Chemotological studies of fuel and engine compatibility have shown the feasibility of expanding the fractional composition of diesel fuel over a wide range without impairing engine performance. It is proposed to expand its resources through the use of a heavy fraction of straight-run gasoline (130-180 ^o С) and increasing the temperature of the end of boiling of diesel fuel to 400 ^o С.

 The normalized indicators of the fractional composition of diesel fuel, which determine its operational characteristics, are boiling temperatures of 50 and 96%, which provide starting characteristics, engine throttle response when changing the operating mode and the fullness of evaporation in the engine. In this case, the temperature limits are normalized, the actual temperature values should not be higher than the normalized ones.

It is known that the cetane number increases with increasing temperature of the boiling point of the fuel fraction. So, for example, at a temperature range of boiling 220-230 ^o С, the cetane number is 45, at an interval of 330-350 ^o С, the cetane number is 68. Given the high efficiency of diesel engines, the efficiency is 30-44%, while the efficiency of carburetor engines is 25-30%, It is proposed that a gasoline fraction boiling in the range 130-180 ^{° C.} be taken with a kerosene fraction, including the latter in diesel fuel.
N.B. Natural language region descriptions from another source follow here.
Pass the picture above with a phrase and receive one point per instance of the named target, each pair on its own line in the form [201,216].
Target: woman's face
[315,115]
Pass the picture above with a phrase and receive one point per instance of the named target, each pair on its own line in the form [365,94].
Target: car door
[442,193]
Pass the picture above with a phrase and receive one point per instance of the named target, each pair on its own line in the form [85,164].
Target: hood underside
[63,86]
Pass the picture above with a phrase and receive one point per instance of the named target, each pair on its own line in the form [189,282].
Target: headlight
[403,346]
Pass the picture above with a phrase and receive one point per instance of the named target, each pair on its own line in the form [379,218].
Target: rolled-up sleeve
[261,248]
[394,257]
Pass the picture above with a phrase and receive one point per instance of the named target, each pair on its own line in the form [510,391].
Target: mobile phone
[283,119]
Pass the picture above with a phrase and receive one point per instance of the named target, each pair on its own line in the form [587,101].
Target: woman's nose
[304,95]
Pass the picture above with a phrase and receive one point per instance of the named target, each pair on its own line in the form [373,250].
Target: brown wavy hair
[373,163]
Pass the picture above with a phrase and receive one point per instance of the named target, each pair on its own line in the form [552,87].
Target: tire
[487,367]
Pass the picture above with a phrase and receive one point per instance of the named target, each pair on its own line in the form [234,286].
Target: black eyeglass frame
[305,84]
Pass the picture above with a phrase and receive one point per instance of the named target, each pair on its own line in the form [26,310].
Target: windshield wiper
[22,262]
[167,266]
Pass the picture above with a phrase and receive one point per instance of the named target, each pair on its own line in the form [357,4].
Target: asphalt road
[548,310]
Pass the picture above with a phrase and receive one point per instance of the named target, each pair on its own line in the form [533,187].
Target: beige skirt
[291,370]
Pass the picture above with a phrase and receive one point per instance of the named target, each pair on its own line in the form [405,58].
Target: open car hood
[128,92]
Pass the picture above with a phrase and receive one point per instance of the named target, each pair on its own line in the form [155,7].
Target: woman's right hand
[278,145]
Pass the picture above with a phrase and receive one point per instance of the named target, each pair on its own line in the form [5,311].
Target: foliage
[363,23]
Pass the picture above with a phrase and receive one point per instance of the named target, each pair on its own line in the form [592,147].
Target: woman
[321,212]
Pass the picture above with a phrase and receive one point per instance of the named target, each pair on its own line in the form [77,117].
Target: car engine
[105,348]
The cetane number and the boiling point of 50% of diesel fuel determine the quality of fuel combustion, its starting properties, and other operational characteristics. Increasing the temperature of the end of boiling of the diesel fraction to 400 ^o With a simultaneous decrease in the temperature of the beginning of boiling to 130 ^o With provides a boiling point of 50% of the fuel at a temperature not exceeding 250 ^o C, the normalized temperature for summer and winter fuel 280 ^o C. It should be noted that the decrease the temperature of the end of boiling of the gasoline fraction to 130 ^o C significantly increases the octane number of straight-run gasoline (KK Papok et al. Technical Dictionary of Fuel and Oils. M., 1956, p. 367).
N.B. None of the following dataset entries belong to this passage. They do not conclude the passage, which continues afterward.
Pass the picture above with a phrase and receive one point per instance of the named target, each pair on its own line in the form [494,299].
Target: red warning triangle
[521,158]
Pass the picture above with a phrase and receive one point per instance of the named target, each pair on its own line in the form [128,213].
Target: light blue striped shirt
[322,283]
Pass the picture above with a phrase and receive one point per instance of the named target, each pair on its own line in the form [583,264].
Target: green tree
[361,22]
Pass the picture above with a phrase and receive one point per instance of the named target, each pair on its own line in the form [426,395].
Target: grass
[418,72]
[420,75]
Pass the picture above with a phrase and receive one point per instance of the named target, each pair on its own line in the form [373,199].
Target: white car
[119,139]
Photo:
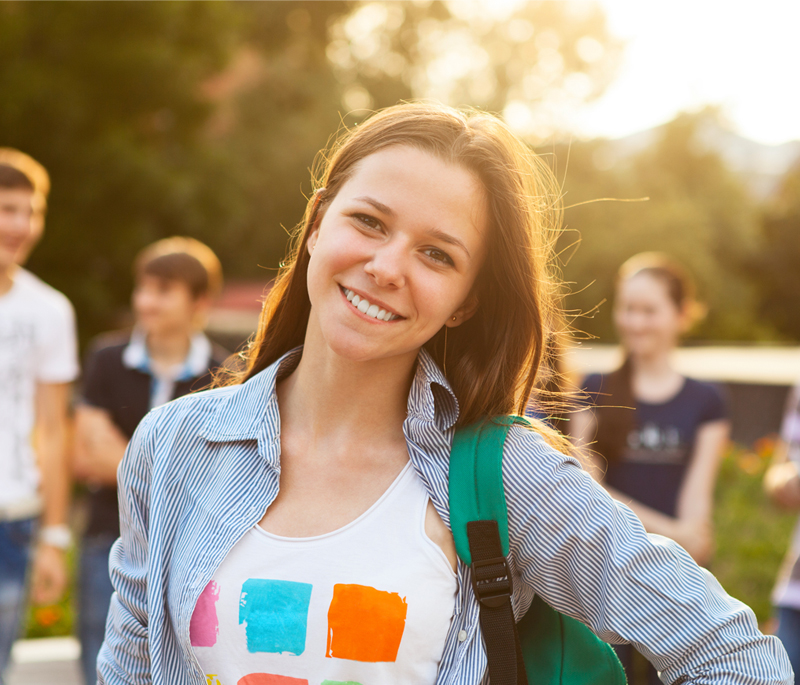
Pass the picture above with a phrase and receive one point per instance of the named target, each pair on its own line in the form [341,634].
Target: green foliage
[203,119]
[150,127]
[752,535]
 Evaluation calculations of increasing the yield of diesel fuel by the proposed method using the example of Samotlor oil showed that the yield increases from 33 to 50% for raw materials. The increase in diesel fuel output is ensured by the use of the NK 130 - KK 180 gasoline fraction by 9% and the NK 360 - KK 400 gas oil fraction by 8%. The total increase in the yield of raw materials is 17% (Rudin MG, Oil refinery pocket guide. L.: Chemistry, 1989, p. 77 and 79).
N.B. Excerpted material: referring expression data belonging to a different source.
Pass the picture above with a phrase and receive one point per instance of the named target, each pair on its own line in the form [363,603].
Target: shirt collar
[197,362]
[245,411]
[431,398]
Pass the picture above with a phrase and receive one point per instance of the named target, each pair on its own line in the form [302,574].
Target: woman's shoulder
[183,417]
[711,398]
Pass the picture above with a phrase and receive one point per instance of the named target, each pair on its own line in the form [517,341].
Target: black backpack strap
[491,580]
 The proposed method provides an increase in the yield of light petroleum products to produce diesel fuel for various climatic zones and types of engines, compounding the resulting fuel fractions of the components of diesel fuel.

Claims (1)

A method of distillation of hydrocarbon feedstocks to obtain fuel fractions by distillation in an atmospheric column with the withdrawal of a gasoline fraction from the top of the column, withdrawal of kerosene and diesel fractions in the form of side shoulder straps and their supply to stripping columns with selection of fuel fractions from the bottom of the column and during removal of low-boiling hydrocarbon vapors from the top of the stripping columns in an atmospheric column, characterized in that the distillation is carried out with the introduction of non-condensable hydrocarbon gases in the amount of 2-6 wt.% from the feedstock That ejects the incoming raw materials for rectification; as a stripping agent, superheated vapors of the gasoline fraction with a boiling point of 130 ^° C are brought into the main and stripping columns after separation of water and non-condensing hydrocarbon gases from it, the fuel oil from the atmospheric column is heated and fed to a vacuum column, from the bottom of which the residue is removed, and from the top in the vapor phase, a heavy diesel fraction is selected, which is the working fluid in the ejector vacuum-creating installation on top of the vacuum column.